In textual content picture translation, HunyuanOCR makes use of the DoTA benchmark and a DocML primarily based inner set. It achieves a robust COMET rating on DoTA for English to Chinese language doc translation, and the mannequin wins first place in Monitor 2.2 OCR free Small Mannequin of the ICDAR 2025 DIMT competitors.
Key Takeaways
- Compact finish to finish OCR VLM: HunyuanOCR is a 1B parameter OCR targeted imaginative and prescient language mannequin that connects a 0.4B native decision ViT to a 0.5B Hunyuan language mannequin via an MLP adapter, and runs recognizing, parsing, info extraction, VQA and translation in a single finish to finish instruction pushed pipeline with out exterior format or detection modules.
- Unified assist for numerous OCR eventualities: The mannequin is educated on greater than 200M picture textual content pairs throughout 9 eventualities, together with paperwork, avenue views, commercials, handwritten content material, screenshots, playing cards and invoices, sport interfaces and video frames, with protection of over 130 languages in coaching and assist for greater than 100 languages in deployment.
- Knowledge pipeline plus reinforcement studying: Coaching makes use of a 4 stage recipe, imaginative and prescient language alignment, multimodal pre coaching, lengthy context pre coaching and utility oriented supervised high quality tuning, adopted by reinforcement studying with group relative coverage optimization and verifiable rewards for recognizing, parsing, VQA and translation.
- Sturdy benchmark outcomes for sub 3B fashions
HunyuanOCR reaches 94.1 on OmniDocBench for doc understanding, and achieves 860 on OCRBench, which is reported as cutting-edge amongst imaginative and prescient language fashions with fewer than 3B parameters, whereas additionally outperforming a number of industrial OCR APIs and bigger open fashions corresponding to Qwen3 VL 4B on core OCR benchmarks.
Editorial Notes
HunyuanOCR is a robust sign that OCR particular VLMs are maturing into sensible infrastructure, not simply benchmarks. Tencent combines a 1B parameter finish to finish structure with Native Imaginative and prescient Transformer, Adaptive MLP Connector and RL with verifiable rewards to ship a single mannequin that covers recognizing, parsing, IE, VQA and translation throughout greater than 100 languages, and it does so whereas reaching main scores on OCRBench for sub 3B fashions and 94.1 on OmniDocBench. Total, HunyuanOCR marks an essential shift towards compact, instruction pushed OCR engines which are real looking for manufacturing deployment.

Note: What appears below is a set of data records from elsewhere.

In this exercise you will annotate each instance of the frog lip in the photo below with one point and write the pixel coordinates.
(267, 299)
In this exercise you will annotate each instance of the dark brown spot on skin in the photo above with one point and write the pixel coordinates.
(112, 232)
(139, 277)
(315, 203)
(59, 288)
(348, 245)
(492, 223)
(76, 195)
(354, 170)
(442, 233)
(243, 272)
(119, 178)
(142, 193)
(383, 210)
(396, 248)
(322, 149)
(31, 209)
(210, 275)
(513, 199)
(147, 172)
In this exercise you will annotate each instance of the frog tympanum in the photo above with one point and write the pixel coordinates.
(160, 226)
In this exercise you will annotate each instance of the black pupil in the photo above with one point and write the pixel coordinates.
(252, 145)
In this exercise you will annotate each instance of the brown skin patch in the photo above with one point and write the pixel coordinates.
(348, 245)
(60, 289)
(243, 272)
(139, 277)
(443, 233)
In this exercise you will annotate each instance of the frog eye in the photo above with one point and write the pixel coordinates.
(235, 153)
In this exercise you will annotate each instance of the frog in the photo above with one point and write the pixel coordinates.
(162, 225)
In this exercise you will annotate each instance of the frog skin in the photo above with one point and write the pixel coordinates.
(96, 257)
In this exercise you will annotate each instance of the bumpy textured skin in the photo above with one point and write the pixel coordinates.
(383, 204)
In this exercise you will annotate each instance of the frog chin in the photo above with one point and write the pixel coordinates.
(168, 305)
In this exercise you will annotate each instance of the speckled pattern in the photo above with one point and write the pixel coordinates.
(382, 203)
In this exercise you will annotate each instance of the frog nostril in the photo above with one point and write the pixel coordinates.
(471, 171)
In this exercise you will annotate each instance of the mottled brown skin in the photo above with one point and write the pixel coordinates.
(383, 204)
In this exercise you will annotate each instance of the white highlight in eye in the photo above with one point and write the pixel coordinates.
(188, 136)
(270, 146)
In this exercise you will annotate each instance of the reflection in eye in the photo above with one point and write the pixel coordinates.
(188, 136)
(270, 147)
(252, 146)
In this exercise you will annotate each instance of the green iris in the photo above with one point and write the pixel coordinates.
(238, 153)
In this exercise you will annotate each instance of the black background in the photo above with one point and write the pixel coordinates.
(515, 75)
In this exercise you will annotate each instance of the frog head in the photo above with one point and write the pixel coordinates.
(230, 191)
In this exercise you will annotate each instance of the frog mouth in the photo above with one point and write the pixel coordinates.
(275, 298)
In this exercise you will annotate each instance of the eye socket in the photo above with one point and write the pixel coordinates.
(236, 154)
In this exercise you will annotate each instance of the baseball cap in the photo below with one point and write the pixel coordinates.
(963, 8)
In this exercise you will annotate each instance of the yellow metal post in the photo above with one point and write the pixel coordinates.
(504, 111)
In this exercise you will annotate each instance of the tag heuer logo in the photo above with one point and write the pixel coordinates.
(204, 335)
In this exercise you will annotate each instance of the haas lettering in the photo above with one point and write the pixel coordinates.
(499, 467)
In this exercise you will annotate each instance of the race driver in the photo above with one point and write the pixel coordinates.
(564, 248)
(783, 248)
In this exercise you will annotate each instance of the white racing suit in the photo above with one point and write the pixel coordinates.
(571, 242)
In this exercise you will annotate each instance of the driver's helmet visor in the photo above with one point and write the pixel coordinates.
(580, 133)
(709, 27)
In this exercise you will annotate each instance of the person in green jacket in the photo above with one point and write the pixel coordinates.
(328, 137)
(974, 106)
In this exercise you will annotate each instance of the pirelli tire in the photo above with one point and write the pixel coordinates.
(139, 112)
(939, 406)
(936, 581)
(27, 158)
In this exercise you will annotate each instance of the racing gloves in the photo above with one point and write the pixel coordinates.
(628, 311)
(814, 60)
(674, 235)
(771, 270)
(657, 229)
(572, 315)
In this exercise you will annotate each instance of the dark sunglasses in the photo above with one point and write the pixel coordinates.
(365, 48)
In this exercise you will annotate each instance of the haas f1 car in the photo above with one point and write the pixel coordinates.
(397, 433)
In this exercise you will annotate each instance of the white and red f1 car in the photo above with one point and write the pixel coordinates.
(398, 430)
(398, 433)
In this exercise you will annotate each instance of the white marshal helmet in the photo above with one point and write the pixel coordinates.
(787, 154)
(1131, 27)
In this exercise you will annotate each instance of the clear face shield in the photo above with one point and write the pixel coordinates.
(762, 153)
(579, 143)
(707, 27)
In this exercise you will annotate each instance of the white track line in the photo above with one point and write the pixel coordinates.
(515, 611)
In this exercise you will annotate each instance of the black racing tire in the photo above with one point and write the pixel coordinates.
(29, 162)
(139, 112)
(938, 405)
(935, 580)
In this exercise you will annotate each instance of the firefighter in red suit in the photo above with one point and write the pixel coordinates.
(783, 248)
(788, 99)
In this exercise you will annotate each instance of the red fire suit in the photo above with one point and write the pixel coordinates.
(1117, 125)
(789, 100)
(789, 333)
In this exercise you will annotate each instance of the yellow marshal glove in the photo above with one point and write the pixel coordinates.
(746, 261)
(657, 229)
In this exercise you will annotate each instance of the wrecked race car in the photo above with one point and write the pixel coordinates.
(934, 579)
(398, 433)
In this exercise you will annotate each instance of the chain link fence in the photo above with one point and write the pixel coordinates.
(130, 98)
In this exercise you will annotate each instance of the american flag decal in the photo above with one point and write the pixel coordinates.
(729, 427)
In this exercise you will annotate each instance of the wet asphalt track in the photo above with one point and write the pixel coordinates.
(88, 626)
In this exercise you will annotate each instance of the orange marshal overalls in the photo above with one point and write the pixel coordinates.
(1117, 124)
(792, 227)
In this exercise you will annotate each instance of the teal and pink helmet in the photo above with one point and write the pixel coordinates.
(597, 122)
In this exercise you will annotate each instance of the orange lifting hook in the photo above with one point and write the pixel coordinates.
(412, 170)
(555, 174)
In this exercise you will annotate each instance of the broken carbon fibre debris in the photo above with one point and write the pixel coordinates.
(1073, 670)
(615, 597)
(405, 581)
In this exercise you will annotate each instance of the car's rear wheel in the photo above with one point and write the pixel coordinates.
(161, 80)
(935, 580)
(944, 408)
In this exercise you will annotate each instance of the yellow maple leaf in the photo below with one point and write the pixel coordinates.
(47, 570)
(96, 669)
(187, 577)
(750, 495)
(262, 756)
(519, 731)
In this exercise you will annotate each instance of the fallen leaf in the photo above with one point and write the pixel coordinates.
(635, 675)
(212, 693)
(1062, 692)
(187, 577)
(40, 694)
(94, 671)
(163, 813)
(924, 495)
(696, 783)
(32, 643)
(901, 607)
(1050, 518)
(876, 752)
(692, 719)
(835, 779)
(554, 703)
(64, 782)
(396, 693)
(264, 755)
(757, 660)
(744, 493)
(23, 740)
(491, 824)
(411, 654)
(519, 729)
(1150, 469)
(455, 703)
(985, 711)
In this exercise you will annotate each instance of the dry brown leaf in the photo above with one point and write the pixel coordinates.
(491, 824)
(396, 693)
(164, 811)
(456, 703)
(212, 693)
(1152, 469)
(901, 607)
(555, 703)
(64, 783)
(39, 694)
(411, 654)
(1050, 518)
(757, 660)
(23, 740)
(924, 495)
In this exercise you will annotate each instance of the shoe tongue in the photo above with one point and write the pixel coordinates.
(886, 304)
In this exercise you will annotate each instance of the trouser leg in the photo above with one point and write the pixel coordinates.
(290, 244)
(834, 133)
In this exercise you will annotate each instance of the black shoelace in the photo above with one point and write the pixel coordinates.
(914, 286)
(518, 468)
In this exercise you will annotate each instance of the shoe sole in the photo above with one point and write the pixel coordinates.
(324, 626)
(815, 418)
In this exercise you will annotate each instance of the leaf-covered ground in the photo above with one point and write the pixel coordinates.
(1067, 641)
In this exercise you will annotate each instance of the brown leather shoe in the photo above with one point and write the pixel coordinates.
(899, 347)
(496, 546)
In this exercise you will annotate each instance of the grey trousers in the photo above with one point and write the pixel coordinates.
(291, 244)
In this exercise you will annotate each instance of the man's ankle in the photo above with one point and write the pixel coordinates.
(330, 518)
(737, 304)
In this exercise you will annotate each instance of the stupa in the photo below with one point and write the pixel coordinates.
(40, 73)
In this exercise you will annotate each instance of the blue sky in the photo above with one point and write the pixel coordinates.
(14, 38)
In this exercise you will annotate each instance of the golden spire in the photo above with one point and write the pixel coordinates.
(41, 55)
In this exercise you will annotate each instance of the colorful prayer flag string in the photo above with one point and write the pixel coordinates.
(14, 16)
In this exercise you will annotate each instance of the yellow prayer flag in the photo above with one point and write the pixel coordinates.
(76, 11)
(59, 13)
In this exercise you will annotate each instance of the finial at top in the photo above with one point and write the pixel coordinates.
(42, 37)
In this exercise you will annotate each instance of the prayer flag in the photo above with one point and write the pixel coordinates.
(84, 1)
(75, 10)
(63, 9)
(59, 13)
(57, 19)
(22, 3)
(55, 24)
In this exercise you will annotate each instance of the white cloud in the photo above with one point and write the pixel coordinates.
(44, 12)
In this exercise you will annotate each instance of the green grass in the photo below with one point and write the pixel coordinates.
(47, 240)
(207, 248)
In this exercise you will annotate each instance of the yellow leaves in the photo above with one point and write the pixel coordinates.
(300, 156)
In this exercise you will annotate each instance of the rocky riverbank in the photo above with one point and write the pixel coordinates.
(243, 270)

Take a look at the Paper, Model weight and Repo. Be at liberty to take a look at our GitHub Page for Tutorials, Codes and Notebooks. Additionally, be happy to comply with us on Twitter and don’t neglect to affix our 100k+ ML SubReddit and Subscribe to our Newsletter. Wait! are you on telegram? now you can join us on telegram as well.
Asif Razzaq is the CEO of Marktechpost Media Inc.. As a visionary entrepreneur and engineer, Asif is dedicated to harnessing the potential of Synthetic Intelligence for social good. His most up-to-date endeavor is the launch of an Synthetic Intelligence Media Platform, Marktechpost, which stands out for its in-depth protection of machine studying and deep studying information that’s each technically sound and simply comprehensible by a large viewers. The platform boasts of over 2 million month-to-month views, illustrating its reputation amongst audiences.